Letter of the month
The few giving the majority a bad name
It’s a sad fact that any backcountry hut three hours or less from a road end, particularly if the walk is not too strenuous, will suffer from some sort of abuse. After years of hunting and tramping, I have also found the further one tramps into the hills the better the people that you meet frequenting the huts become. I sympathise with your author Hazel Phillips who recounted negative experiences with hunters she met at Oamaru hut.
I have seen this type before. They always come in groups of two or three and it seems they are unable to hunt solo or walk in any further than three hours. They take up most of the sleeping area with gear they don’t need and are too lazy to move it to make room when others arrive. They are loud, don’t pay hut fees and can’t be bothered to clean up or gather firewood when leaving.
When hunting on DOC land there are rules to follow, one being no hunting during the hours of darkness or spotlighting. There is nothing too hard there to understand and boozing up first is far from ideal. Given the current climate regarding firearm-related incidents, hunters should try a low-key approach.
But as usual, it is the few that give the many a bad name. Most hunters I have had the pleasure of sharing a backcountry hut with have all been good buggers, with ethics, common sense and respect for the quarry hunted as well as fellow backcountry users.
I do hope people like the trio Phillips encountered are eventually reported which hopefully will make tramping particularly at night a whole lot safer for all.
– Paul Parker
On Great Walks success
After another season of tramping around my backyard of Otago and Southland, I’m afraid I’m going to have to question DOC’s labelling of differential pricing on the Great Walks as a ‘success’.
Based purely on ratios of international to New Zealand trampers and income, it seems like a fair call, but don’t we have to look at the knock-on effects, too?
I have spent many years enjoying the unspoilt beauty of the areas adjacent to the Great Walks, but this season I found their tranquillity has taken a massive hit – they have become full of tourists who, in conversation, are quick to say they were there because they weren’t prepared to pay the new Great Walks’ fees. (In numerous cases, directed there by helpful local DOC offices and in some cases woefully unprepared for tracks and routes far less manicured than those offered on the Great Walks.)
The associated huts in these areas are now frequently full and fraying with a noticeable lack of hut etiquette due to minimal education in place. The saddest part is the knock-on effect on all the smaller valleys that have no facilities at all; I now have a new backcountry game called toilet paper tails… how many bits of toilet paper can I see sticking out from bushes or under rocks? The Earnslaw Burn, close to the Routeburn Track, is the current winner with enough wads of ‘hidden’ waste to bring tears to the eyes.
International tramper numbers haven’t reduced. I’m sure their growth continues, and the new policy means a significant portion has just been displaced to areas less well equipped to handle them. In my opinion, it’s better to funnel visitors into areas where education on etiquette can be targeted and a lack of bush skills can be catered for by more concentrated facilities.
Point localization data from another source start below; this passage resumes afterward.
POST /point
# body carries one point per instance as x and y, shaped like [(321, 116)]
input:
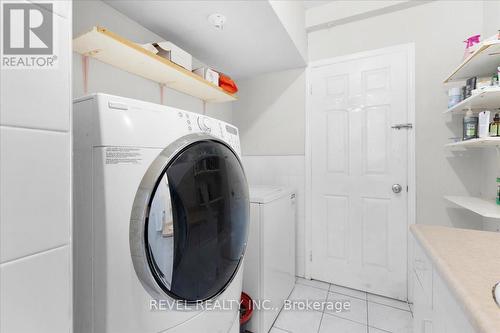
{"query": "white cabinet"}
[(435, 309)]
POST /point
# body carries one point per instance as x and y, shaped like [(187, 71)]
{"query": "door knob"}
[(396, 188)]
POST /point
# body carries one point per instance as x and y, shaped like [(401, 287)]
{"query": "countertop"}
[(469, 263)]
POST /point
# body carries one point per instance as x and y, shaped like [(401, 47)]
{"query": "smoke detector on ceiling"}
[(217, 20)]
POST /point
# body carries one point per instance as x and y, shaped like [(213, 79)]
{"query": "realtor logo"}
[(28, 35)]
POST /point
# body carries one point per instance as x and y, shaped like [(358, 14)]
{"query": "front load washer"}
[(161, 214)]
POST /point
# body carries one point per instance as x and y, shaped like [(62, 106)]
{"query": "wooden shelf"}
[(117, 51), (488, 99), (483, 207), (476, 143), (483, 62)]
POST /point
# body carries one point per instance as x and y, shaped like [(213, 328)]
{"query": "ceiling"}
[(253, 41), (315, 3)]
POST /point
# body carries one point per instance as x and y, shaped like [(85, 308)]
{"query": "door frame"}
[(409, 49)]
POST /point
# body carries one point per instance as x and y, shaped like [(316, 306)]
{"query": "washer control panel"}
[(217, 128)]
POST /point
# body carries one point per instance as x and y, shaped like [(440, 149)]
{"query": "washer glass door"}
[(197, 220)]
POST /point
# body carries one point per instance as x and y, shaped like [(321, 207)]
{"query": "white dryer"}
[(161, 212), (269, 275)]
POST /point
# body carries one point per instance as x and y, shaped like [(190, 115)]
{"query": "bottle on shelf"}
[(495, 126), (470, 125)]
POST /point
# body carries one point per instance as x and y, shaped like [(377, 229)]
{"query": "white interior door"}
[(358, 223)]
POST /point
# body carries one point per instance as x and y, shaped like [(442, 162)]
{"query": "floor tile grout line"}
[(336, 292), (323, 312), (380, 329), (390, 306), (308, 285), (282, 329), (337, 316)]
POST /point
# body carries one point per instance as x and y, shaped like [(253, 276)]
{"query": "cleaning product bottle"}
[(495, 126), (470, 125), (498, 190), (470, 42)]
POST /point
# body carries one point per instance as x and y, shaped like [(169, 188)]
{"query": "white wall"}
[(490, 158), (270, 113), (292, 16), (35, 192), (437, 29), (108, 79)]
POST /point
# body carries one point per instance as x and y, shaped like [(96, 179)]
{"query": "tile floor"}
[(368, 313)]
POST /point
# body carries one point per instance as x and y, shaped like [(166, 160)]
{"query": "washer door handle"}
[(397, 188)]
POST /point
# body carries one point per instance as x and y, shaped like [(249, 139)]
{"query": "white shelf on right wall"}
[(488, 99), (483, 207), (476, 143), (483, 62)]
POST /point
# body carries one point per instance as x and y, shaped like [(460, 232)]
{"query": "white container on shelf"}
[(208, 74), (484, 124), (172, 52)]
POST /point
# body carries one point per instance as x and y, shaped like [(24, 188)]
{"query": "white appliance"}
[(269, 275), (161, 212)]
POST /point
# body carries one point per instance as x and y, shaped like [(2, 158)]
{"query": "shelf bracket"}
[(85, 72), (162, 90)]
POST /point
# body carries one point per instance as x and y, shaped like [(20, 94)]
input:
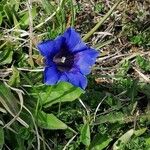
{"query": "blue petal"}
[(49, 48), (77, 79), (51, 75), (85, 59), (73, 40), (63, 77)]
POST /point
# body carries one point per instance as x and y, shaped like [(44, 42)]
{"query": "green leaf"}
[(8, 12), (85, 134), (140, 132), (6, 56), (61, 92), (100, 142), (24, 21), (1, 137), (15, 78), (143, 63), (112, 117), (7, 99), (123, 139), (49, 121), (1, 18)]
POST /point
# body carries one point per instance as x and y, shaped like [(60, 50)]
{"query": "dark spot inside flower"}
[(64, 60)]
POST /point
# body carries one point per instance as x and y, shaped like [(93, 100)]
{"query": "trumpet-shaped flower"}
[(67, 58)]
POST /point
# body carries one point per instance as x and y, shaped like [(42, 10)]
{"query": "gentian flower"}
[(67, 58)]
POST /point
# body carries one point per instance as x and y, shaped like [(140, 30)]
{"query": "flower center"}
[(63, 60)]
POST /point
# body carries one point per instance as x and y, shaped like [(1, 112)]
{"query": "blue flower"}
[(67, 58)]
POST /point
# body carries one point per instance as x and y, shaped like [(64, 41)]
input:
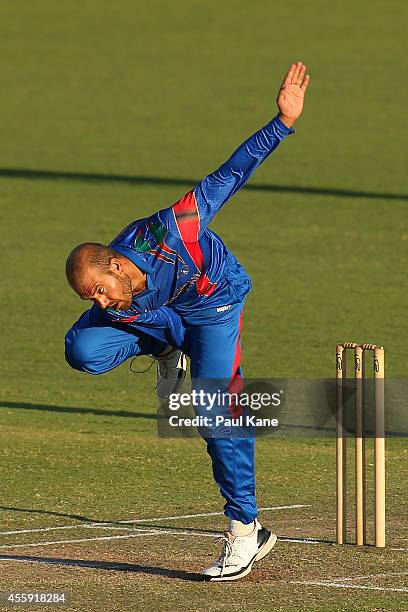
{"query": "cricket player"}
[(168, 286)]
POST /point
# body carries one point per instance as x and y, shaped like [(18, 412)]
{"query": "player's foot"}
[(239, 553), (171, 372)]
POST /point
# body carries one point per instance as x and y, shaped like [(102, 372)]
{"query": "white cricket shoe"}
[(171, 372), (239, 553)]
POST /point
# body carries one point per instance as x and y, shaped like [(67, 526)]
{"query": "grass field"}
[(110, 111)]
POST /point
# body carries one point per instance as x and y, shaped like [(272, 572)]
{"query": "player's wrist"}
[(288, 121)]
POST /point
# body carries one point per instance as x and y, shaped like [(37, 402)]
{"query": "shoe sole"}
[(262, 552)]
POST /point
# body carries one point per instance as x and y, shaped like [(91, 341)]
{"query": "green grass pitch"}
[(110, 110)]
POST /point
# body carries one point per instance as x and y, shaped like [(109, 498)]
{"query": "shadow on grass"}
[(111, 566), (75, 410), (28, 174)]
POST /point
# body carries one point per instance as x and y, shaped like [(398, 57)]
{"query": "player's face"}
[(107, 290)]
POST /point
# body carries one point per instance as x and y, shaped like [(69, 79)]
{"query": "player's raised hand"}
[(292, 93)]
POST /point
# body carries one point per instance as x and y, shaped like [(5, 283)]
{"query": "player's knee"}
[(81, 351)]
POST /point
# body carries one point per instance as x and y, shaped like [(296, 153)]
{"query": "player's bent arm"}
[(219, 186)]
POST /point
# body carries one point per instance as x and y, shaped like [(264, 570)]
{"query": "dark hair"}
[(90, 254)]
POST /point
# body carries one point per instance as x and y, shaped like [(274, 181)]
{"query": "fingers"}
[(305, 83), (301, 74), (296, 75), (289, 77)]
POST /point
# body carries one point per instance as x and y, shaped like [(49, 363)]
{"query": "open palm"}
[(292, 92)]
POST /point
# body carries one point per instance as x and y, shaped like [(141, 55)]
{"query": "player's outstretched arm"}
[(292, 93), (190, 216)]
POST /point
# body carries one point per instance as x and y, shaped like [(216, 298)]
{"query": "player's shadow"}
[(76, 410), (111, 566), (28, 174)]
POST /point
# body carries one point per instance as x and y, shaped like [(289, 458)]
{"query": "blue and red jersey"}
[(189, 269)]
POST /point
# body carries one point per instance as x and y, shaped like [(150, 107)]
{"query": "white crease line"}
[(338, 585), (129, 535), (301, 540), (92, 524), (141, 532)]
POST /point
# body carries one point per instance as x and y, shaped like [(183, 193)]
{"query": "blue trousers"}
[(94, 346)]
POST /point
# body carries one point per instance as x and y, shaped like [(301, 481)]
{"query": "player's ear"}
[(115, 265)]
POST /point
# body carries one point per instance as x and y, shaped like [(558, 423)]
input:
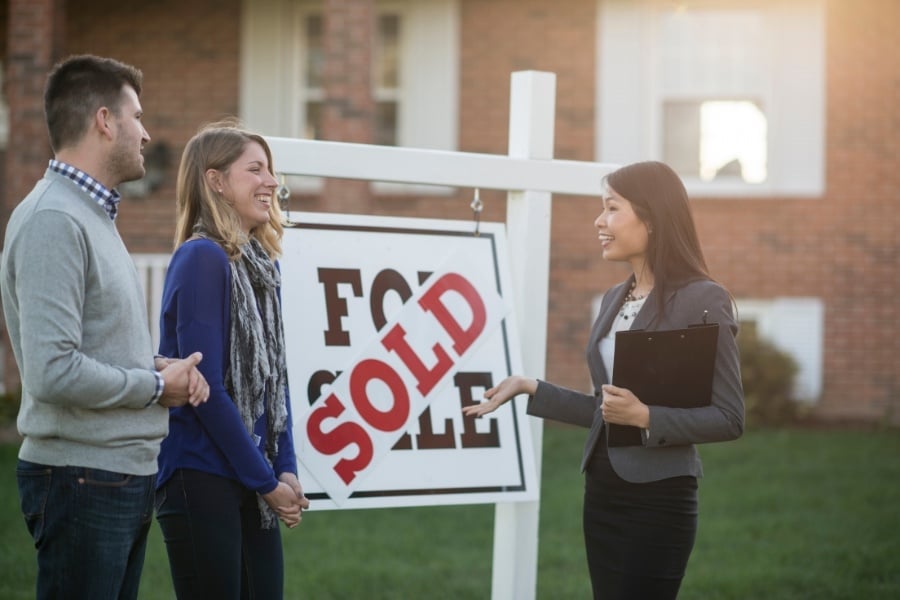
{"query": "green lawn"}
[(784, 514)]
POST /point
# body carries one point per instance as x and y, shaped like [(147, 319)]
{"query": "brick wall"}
[(841, 247)]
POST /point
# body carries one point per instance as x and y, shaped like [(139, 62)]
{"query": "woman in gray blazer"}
[(640, 501)]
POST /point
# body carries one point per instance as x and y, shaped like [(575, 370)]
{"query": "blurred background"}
[(780, 115)]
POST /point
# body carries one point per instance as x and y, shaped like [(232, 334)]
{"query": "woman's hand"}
[(498, 395), (284, 501), (621, 407), (294, 483)]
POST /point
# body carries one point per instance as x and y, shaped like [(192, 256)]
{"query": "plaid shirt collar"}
[(108, 199)]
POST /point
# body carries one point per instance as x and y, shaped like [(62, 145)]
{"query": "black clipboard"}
[(664, 368)]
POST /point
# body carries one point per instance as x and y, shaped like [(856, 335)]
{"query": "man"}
[(94, 399)]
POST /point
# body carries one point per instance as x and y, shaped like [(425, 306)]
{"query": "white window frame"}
[(629, 98), (272, 86), (796, 326)]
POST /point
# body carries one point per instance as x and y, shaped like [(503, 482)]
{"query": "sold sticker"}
[(398, 373)]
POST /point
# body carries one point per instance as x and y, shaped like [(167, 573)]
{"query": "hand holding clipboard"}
[(664, 368)]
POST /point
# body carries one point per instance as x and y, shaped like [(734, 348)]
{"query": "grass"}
[(784, 515)]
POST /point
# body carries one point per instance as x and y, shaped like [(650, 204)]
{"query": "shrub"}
[(768, 377)]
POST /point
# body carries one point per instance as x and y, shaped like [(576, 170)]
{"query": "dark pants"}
[(89, 527), (216, 546)]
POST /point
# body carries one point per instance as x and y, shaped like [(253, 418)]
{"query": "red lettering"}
[(339, 438), (432, 301), (362, 374), (427, 378)]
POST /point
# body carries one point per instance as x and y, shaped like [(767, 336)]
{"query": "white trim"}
[(796, 326), (628, 92)]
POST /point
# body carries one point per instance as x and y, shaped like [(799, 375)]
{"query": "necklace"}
[(633, 303)]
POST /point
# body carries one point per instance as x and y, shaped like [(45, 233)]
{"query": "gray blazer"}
[(669, 449)]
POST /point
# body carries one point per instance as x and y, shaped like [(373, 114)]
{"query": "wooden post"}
[(532, 110)]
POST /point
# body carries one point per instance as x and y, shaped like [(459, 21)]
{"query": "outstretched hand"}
[(500, 394)]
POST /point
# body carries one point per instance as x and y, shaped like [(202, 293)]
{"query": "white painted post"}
[(532, 111)]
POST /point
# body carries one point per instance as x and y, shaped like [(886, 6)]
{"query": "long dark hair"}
[(659, 199)]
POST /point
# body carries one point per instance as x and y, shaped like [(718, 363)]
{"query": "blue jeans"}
[(216, 547), (89, 527)]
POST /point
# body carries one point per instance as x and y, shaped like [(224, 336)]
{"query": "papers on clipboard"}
[(664, 368)]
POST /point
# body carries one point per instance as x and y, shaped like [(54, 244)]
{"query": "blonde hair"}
[(198, 206)]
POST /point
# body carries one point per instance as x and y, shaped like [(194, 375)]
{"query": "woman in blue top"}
[(227, 470)]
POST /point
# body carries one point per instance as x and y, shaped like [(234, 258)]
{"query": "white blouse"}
[(624, 320)]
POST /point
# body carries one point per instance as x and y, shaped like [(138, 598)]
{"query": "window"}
[(795, 326), (729, 92), (414, 70)]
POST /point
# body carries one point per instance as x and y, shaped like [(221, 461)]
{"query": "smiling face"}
[(623, 236), (248, 185)]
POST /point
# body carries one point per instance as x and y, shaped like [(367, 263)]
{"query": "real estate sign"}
[(393, 325)]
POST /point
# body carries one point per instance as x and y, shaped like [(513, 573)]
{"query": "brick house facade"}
[(839, 247)]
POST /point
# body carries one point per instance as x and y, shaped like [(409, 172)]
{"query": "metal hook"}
[(284, 195), (477, 206)]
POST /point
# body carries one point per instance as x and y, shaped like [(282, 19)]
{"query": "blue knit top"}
[(196, 308)]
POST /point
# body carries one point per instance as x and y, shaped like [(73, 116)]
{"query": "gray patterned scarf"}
[(256, 377)]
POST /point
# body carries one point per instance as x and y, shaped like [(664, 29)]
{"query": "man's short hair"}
[(79, 86)]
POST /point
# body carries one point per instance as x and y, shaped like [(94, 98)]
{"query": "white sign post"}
[(529, 175)]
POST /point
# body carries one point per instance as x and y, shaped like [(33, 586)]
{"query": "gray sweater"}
[(77, 321)]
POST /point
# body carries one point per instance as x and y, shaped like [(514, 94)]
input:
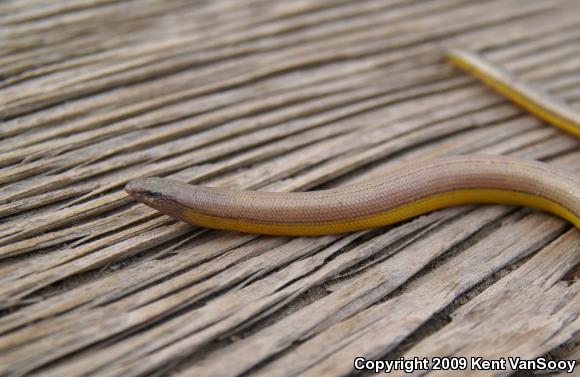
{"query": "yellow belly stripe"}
[(404, 212)]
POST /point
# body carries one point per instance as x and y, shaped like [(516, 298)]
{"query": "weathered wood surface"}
[(290, 95)]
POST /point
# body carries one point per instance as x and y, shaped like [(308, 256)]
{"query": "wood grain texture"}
[(283, 96)]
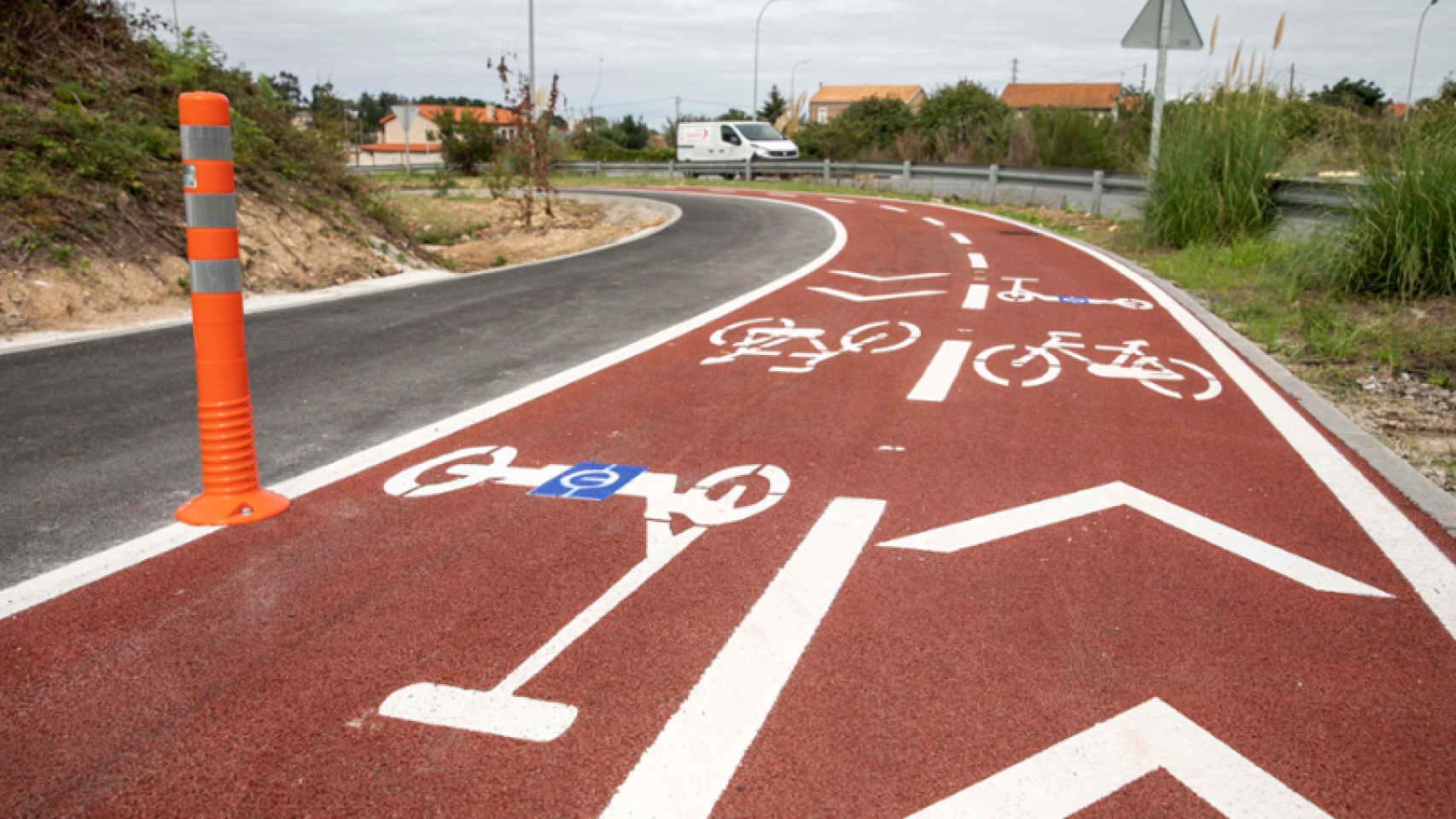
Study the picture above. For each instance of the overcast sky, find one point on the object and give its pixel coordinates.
(651, 49)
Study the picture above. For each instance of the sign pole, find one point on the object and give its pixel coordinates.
(1161, 84)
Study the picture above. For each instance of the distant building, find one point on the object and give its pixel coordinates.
(424, 137)
(831, 101)
(1094, 98)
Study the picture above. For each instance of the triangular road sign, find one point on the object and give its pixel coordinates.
(1105, 758)
(1183, 35)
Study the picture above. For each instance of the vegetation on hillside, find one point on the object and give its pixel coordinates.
(89, 140)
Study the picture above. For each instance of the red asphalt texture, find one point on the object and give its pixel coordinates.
(242, 674)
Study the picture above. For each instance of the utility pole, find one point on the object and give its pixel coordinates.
(1163, 29)
(1410, 90)
(530, 47)
(753, 109)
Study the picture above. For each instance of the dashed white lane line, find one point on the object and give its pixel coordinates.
(941, 375)
(976, 297)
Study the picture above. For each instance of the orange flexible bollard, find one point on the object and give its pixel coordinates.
(230, 492)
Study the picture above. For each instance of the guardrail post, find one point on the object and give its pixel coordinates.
(224, 408)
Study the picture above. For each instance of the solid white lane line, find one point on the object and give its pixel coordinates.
(976, 297)
(689, 765)
(938, 377)
(108, 562)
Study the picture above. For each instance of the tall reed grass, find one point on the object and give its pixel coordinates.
(1401, 231)
(1214, 171)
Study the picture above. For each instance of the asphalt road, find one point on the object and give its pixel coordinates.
(99, 439)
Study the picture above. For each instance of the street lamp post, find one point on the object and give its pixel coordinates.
(1410, 90)
(791, 89)
(753, 109)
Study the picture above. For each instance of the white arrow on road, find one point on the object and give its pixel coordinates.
(1057, 509)
(874, 278)
(886, 297)
(1109, 757)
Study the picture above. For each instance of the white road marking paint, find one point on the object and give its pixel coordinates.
(941, 375)
(1406, 546)
(884, 297)
(1109, 497)
(1109, 757)
(111, 561)
(684, 771)
(976, 297)
(874, 278)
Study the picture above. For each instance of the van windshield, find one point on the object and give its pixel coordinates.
(759, 131)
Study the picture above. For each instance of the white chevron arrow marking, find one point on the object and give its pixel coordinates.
(874, 278)
(1057, 509)
(1109, 757)
(884, 297)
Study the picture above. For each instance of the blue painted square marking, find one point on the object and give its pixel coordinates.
(589, 482)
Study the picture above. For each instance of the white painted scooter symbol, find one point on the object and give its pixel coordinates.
(503, 712)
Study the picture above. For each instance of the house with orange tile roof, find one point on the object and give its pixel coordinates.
(831, 101)
(424, 137)
(1094, 98)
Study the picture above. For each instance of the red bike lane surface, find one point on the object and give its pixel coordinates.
(245, 672)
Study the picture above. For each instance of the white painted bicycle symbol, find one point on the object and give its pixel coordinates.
(1132, 363)
(775, 340)
(1020, 294)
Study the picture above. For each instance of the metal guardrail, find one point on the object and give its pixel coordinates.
(1299, 194)
(1287, 192)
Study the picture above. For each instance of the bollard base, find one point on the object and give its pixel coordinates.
(232, 509)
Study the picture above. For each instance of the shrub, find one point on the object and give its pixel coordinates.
(1401, 233)
(1214, 172)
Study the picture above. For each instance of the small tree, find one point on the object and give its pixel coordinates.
(1360, 96)
(534, 144)
(466, 140)
(773, 107)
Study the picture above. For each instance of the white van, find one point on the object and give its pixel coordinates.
(731, 142)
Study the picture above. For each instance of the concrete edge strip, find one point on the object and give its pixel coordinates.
(1406, 479)
(363, 287)
(57, 582)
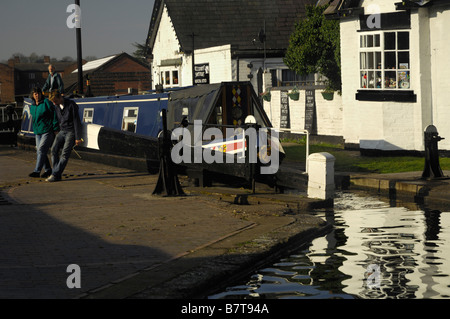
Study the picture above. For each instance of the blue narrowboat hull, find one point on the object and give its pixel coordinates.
(124, 130)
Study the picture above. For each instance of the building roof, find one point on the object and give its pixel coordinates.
(343, 8)
(235, 22)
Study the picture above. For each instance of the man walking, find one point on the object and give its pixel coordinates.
(54, 81)
(69, 135)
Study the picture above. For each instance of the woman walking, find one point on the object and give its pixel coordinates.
(45, 124)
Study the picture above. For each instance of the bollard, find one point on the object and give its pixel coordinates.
(432, 168)
(321, 175)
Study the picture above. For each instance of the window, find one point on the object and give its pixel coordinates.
(384, 61)
(129, 122)
(169, 78)
(88, 115)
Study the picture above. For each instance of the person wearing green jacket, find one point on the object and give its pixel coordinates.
(45, 125)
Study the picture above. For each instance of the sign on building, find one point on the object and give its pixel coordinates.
(201, 73)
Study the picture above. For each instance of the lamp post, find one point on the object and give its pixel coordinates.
(79, 56)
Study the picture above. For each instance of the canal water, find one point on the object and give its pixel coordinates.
(375, 251)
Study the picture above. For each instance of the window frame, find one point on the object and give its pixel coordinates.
(374, 70)
(382, 92)
(168, 78)
(88, 117)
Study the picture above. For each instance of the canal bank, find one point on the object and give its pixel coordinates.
(128, 243)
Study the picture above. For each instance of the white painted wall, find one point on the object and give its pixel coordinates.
(440, 68)
(220, 64)
(166, 47)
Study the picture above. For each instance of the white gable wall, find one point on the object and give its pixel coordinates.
(166, 47)
(219, 59)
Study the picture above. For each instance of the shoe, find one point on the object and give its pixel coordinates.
(53, 178)
(46, 174)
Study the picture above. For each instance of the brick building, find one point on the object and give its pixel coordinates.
(116, 74)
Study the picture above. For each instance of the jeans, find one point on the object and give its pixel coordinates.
(43, 144)
(65, 140)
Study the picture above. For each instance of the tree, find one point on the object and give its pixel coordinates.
(314, 47)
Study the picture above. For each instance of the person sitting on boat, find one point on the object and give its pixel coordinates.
(54, 81)
(45, 124)
(70, 134)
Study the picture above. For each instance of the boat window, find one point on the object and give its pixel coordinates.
(129, 122)
(219, 115)
(88, 115)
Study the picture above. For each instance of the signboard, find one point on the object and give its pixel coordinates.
(201, 73)
(310, 111)
(285, 120)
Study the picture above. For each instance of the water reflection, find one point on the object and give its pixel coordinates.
(374, 251)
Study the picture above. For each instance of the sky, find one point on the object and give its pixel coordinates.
(40, 26)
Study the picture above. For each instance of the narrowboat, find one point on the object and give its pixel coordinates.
(126, 130)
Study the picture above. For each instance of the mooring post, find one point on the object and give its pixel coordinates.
(321, 175)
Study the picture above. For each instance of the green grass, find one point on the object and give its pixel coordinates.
(353, 162)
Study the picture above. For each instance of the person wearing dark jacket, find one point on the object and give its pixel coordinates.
(54, 81)
(69, 135)
(45, 124)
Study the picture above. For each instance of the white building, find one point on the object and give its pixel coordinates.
(236, 40)
(395, 68)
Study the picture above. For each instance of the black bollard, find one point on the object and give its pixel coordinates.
(168, 183)
(432, 168)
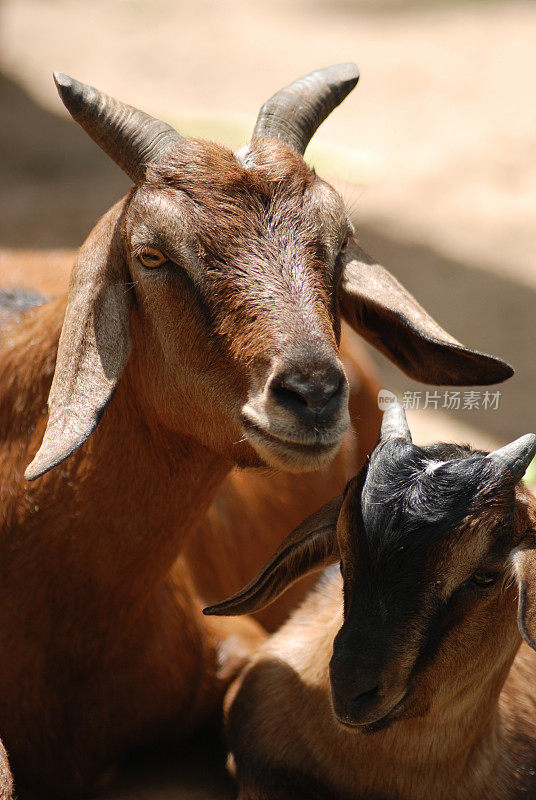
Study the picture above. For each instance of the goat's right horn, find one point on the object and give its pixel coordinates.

I’d love to know if DOC acknowledges this issue and, if so, the plan to stop the degradation this policy is causing elsewhere.
– Heidi Hadley, email
Fire to treat hypothermia?
The article ‘Hypothermia – the silent menace’ is a very good read and informative.
However, nowhere in the article was it mentioned about using fire to heat or raise the temperature. All trampers would carry fire-starting kits with them. The article mentioned using heat pads, which some might carry, and hot water bottles, which is unlikely on a tramping trip. Also, in order to get hot water, you do need fire. Therefore, does it make sense to use fire as a treatment for hypothermia? And is there any reason why fire shouldn’t be used?
I think the article may be targeting hypothermia under different aspects, like in backcountry, urban, park. However, Wilderness is more about activities associated with outdoor and backcountry. Therefore, if it could be more specific, your readers will be able to relate better when they next venture outdoors.
– KT Ho, email
– We asked hypothermia expert Dr Malin Zachau for her advice: “When a person is not yet cold stressed – i.e. a little chilly or they have become cold stressed – sitting by an open fire is a great idea. When mildly hypothermic, calories and gentle movement are more effective than sitting by a fire, but it is still OK to do so as long as the person is also given food and drink. When the person is moderately or severely hypothermic, attempting to actively rewarm a person by placing them close to a fire can be harmful and is not advised. Direct heat can cause vasodilatation – where the previously closed off blood vessels in the skin reopen and cold blood recirculates to the heart – which can cause the person to collapse with a cardiac arrest.”
Trail life a highlight
Congratulations to Sarah May Little, who illustrates the Trail Life cartoon each month. I find them fun, honest and very true. Please keep up the good work – they’re a real highlight.
I also love the What’s in My Pack page – it’s nice to see what other people pack for their jobs and trips.